After all rows entered to Sort stage ( all 100000) the Job was ended immidiatly . It seems tahat Sort actually transfer rows but dont show it and rows count stay 0 from Aggregator

With order by I get 2500 rows per sec . I want more because I have very large table in source

ArndW · Post by **ArndW** » Mon Aug 29, 2005 1:34 am

snassimr,

with a sequential source file you really should pre-sort it at the DOS/UNIX before the job to increase the effective speed. 2500 rows per seconds is not necesarily fast, but if you change your job so that it doesn't write anything (put a constraint into a transform that doesn't transfer rows) and see if the speed goes up.

ray.wurlod · Post by **ray.wurlod** » Mon Aug 29, 2005 2:12 am

snassimr wrote:I tried to do the same thing with seq file.

After all rows entered to Sort stage ( all 100000) the Job was ended immidiatly . It seems tahat Sort actually transfer rows but dont show it and rows count stay 0 from Aggregator

With order by I get 2500 rows per sec . I want more because I have very large table in source

Was the output link row count reported in the job log?
Was the output link row count reported when the Aggregator stage was not used, which I also asked you to do?

The Aggregator stage may not report rows output until it finishes.
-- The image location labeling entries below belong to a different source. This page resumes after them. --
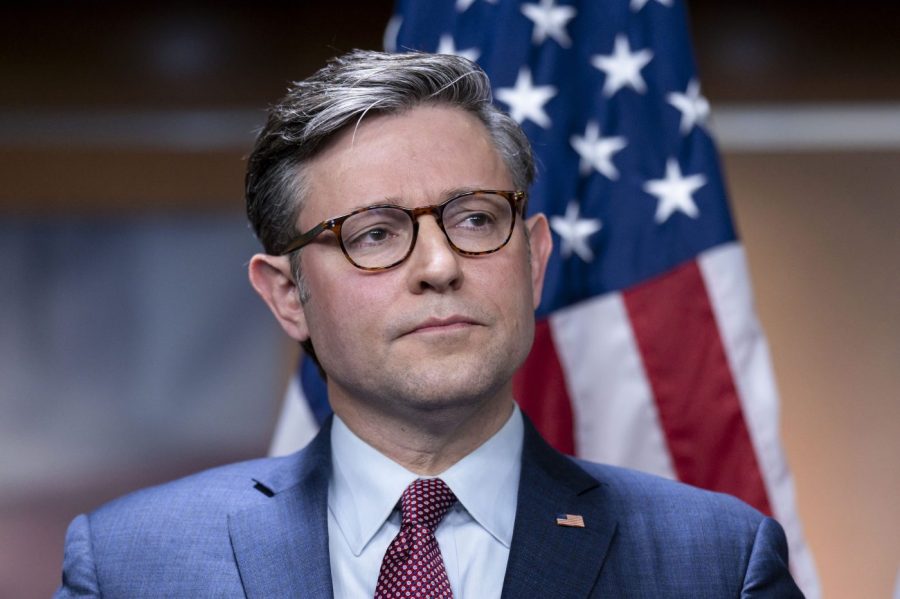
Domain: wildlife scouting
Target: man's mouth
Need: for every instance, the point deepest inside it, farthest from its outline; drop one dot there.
(442, 325)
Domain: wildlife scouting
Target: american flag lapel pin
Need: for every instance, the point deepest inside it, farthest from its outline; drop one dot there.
(573, 520)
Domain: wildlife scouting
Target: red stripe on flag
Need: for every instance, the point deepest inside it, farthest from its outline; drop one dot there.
(540, 389)
(698, 403)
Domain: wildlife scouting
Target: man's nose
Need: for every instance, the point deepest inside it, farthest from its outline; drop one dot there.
(433, 264)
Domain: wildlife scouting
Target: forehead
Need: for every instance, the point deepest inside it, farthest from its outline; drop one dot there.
(412, 158)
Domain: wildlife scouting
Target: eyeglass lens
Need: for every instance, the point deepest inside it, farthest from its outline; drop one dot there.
(382, 236)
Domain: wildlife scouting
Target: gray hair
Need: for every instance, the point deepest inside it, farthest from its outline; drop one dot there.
(343, 92)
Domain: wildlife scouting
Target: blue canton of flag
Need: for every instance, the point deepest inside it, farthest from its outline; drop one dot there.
(628, 174)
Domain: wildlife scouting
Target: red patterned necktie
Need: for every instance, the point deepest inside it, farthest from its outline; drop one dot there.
(412, 565)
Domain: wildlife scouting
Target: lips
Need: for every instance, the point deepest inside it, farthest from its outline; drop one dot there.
(438, 325)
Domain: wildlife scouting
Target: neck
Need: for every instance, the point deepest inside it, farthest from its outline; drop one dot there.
(428, 441)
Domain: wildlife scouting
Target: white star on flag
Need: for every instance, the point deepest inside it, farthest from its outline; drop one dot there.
(549, 21)
(574, 231)
(637, 5)
(447, 46)
(463, 5)
(622, 67)
(596, 152)
(675, 192)
(527, 101)
(693, 106)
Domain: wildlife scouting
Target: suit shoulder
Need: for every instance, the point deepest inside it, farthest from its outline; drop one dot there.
(205, 494)
(644, 494)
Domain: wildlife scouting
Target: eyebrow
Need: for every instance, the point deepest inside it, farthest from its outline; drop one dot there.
(395, 201)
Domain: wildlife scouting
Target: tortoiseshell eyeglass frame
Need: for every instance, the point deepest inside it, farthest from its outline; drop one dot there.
(517, 202)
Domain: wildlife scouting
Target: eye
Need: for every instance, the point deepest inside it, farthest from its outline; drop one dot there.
(373, 236)
(476, 220)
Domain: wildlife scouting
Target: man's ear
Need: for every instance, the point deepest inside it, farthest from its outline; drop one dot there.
(272, 278)
(541, 245)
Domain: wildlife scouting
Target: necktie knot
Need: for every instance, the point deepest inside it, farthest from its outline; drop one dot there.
(425, 502)
(413, 565)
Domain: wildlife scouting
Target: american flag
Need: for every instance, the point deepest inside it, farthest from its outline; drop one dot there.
(647, 352)
(573, 520)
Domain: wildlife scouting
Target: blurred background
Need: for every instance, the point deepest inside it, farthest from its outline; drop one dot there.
(133, 351)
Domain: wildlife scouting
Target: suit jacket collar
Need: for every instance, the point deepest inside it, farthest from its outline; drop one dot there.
(546, 559)
(281, 546)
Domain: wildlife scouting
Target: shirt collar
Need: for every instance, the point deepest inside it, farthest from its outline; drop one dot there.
(366, 485)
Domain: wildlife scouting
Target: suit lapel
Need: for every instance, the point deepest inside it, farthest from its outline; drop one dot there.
(546, 559)
(281, 547)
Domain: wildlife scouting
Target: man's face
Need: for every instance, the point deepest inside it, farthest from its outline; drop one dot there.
(440, 329)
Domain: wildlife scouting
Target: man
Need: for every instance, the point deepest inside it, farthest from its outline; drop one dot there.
(389, 195)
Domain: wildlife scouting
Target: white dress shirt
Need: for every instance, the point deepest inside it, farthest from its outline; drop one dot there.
(474, 536)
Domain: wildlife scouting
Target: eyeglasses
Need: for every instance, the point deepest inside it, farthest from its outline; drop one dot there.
(382, 236)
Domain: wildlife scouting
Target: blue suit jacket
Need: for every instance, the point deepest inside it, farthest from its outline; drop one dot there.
(259, 529)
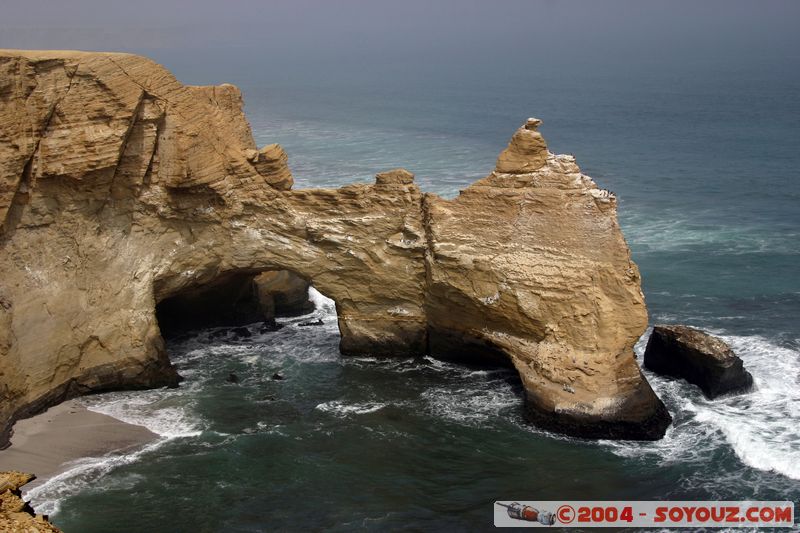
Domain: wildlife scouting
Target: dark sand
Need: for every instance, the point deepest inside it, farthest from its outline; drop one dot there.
(42, 444)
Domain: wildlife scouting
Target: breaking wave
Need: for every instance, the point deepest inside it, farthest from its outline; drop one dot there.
(761, 427)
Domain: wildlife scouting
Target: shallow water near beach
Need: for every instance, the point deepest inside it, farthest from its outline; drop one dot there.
(705, 165)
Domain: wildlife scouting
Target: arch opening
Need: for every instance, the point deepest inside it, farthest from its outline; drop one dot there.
(234, 299)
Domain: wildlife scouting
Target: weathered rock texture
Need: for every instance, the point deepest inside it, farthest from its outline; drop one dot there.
(235, 299)
(120, 188)
(697, 357)
(15, 513)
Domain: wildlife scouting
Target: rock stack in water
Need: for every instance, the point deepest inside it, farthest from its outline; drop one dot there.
(121, 188)
(697, 357)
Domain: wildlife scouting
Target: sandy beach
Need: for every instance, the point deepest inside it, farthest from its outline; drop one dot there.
(43, 444)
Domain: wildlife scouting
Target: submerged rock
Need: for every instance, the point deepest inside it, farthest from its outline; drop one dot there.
(15, 513)
(121, 188)
(241, 333)
(697, 357)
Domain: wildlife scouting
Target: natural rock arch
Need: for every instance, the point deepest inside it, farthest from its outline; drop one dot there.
(120, 187)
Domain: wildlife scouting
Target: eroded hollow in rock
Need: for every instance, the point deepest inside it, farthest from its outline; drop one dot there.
(234, 299)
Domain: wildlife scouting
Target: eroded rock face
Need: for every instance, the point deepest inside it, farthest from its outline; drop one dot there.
(120, 187)
(699, 358)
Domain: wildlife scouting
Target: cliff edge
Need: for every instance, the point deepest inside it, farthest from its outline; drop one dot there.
(121, 187)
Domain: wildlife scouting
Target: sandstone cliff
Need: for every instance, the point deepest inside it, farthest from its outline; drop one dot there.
(120, 188)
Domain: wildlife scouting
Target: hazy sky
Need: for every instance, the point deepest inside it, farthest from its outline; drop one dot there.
(250, 37)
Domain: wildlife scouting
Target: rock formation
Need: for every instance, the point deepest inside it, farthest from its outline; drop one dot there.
(120, 188)
(697, 357)
(15, 513)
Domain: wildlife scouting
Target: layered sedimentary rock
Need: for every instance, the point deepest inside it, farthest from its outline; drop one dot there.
(121, 188)
(15, 513)
(699, 358)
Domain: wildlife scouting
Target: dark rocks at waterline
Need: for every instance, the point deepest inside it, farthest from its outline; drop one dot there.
(697, 357)
(269, 326)
(241, 332)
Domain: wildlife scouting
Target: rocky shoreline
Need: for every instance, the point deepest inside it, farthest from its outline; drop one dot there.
(121, 188)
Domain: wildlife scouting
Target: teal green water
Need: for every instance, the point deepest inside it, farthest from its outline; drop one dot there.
(705, 163)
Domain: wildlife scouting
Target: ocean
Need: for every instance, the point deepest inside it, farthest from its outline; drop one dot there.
(705, 162)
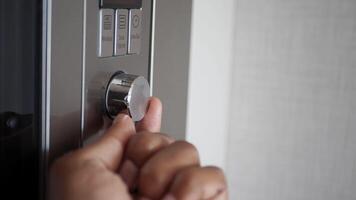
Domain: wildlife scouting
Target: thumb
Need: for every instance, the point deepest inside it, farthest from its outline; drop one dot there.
(110, 147)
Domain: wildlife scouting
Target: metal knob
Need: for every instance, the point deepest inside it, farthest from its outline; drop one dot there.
(126, 91)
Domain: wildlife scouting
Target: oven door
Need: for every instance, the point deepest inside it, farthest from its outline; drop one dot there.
(20, 98)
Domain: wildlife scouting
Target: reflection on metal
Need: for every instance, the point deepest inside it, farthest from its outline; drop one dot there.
(126, 91)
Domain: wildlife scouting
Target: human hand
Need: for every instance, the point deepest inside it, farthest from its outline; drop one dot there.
(130, 162)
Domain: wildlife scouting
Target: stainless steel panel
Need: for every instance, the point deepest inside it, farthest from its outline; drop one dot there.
(97, 71)
(64, 71)
(121, 31)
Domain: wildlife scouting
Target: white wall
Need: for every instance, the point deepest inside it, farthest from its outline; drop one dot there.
(171, 63)
(293, 110)
(209, 78)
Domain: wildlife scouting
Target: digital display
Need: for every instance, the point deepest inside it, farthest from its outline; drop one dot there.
(121, 3)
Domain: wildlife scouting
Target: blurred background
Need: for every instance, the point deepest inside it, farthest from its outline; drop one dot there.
(266, 89)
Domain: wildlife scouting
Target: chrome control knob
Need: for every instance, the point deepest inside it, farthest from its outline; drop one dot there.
(126, 91)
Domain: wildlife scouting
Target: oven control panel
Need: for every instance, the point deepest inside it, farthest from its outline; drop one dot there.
(120, 31)
(118, 38)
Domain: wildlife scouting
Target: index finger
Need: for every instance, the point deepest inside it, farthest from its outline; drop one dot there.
(110, 147)
(152, 120)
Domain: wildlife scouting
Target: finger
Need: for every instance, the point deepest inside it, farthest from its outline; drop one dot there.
(197, 183)
(152, 120)
(139, 148)
(110, 147)
(157, 173)
(143, 145)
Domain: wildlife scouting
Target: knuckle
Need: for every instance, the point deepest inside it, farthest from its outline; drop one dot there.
(188, 147)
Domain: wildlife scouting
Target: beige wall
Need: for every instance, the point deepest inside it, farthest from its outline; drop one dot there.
(293, 109)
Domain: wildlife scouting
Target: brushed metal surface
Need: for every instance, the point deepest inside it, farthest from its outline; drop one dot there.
(97, 71)
(293, 130)
(64, 68)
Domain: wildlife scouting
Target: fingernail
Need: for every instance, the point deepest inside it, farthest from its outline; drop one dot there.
(169, 197)
(144, 198)
(129, 173)
(119, 118)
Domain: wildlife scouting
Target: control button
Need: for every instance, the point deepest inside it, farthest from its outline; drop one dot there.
(106, 33)
(121, 31)
(121, 3)
(126, 91)
(135, 31)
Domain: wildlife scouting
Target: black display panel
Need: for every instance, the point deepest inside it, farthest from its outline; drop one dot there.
(20, 75)
(121, 3)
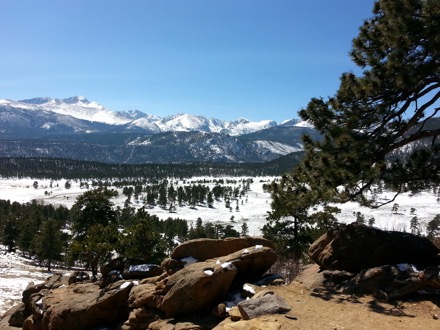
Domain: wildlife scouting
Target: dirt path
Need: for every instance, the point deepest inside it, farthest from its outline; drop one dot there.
(323, 310)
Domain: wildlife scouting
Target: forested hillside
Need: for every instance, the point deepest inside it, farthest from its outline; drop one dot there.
(44, 168)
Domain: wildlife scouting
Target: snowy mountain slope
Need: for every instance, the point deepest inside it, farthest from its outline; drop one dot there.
(79, 129)
(80, 108)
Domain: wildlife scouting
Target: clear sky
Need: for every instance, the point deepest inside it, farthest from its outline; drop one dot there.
(257, 59)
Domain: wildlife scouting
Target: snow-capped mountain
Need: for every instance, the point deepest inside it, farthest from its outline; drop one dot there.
(77, 128)
(80, 108)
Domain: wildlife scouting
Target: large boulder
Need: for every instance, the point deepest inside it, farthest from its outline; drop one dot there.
(355, 247)
(85, 306)
(195, 288)
(252, 262)
(263, 305)
(206, 248)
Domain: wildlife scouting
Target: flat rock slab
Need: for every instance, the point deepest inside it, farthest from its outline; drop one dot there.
(264, 305)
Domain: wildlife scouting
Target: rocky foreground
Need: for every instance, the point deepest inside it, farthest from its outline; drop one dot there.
(359, 275)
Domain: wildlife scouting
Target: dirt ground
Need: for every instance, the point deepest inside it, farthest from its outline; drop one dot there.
(320, 309)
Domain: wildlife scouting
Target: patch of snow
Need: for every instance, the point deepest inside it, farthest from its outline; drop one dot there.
(304, 123)
(248, 288)
(189, 260)
(227, 264)
(277, 147)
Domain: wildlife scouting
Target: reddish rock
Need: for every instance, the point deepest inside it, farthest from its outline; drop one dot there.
(205, 248)
(356, 247)
(195, 288)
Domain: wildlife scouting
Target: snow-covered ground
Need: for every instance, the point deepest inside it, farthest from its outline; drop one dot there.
(15, 274)
(252, 208)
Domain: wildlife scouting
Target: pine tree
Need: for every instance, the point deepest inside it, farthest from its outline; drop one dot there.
(94, 227)
(393, 104)
(49, 243)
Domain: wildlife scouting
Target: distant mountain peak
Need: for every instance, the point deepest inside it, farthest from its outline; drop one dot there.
(76, 99)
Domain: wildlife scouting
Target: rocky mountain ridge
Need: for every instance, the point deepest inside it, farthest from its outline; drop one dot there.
(79, 129)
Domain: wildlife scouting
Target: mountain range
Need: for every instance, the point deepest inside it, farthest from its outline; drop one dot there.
(79, 129)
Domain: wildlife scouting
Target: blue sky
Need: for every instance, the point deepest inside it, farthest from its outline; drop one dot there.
(257, 59)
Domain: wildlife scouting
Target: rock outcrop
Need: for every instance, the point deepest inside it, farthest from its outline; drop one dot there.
(124, 299)
(355, 247)
(203, 249)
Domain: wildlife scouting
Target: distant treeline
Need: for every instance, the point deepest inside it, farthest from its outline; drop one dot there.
(50, 168)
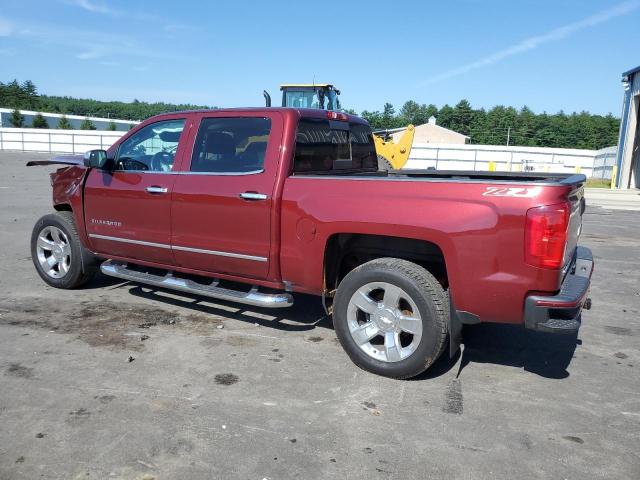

This is a function of how it works. It is possible that an Aggregator stage will "soak up" all its input rows, building the grouped and aggregated data in memory, before releasing them all with a rush at the end.

The actual row counts process should be reported in "active stage finishing" events in the job log.

chulett · Post by **chulett** » Mon Aug 29, 2005 7:21 am

If you are expecting rows to 'flow through' the Sort stage, then you are mistaken in how you think it works. The combination of a Sort followed by an Aggregator will never work 'serially'.

The Sort stage will take all rows from the source and sort them before producing any output. The Aggregator may do something similar unless you've done things right to set it up:

* Presort your data in a manner that supports the aggregation being done.
* Assert that same sort order in the Aggregator stage.

Then - and only then - will the Aggregator pass rows though as the sort group changes. Otherwise, it too will take and process all rows before any output is produced.

Lie to the Aggregator stage about the sort order and it will crash with a 'row out of sequence' error. Get the sort order right but do it in a manner that does not support the aggregation being done and it will still hang on to all rows before it produces any output. In that case you have (in essence) wasted the time spent sorting.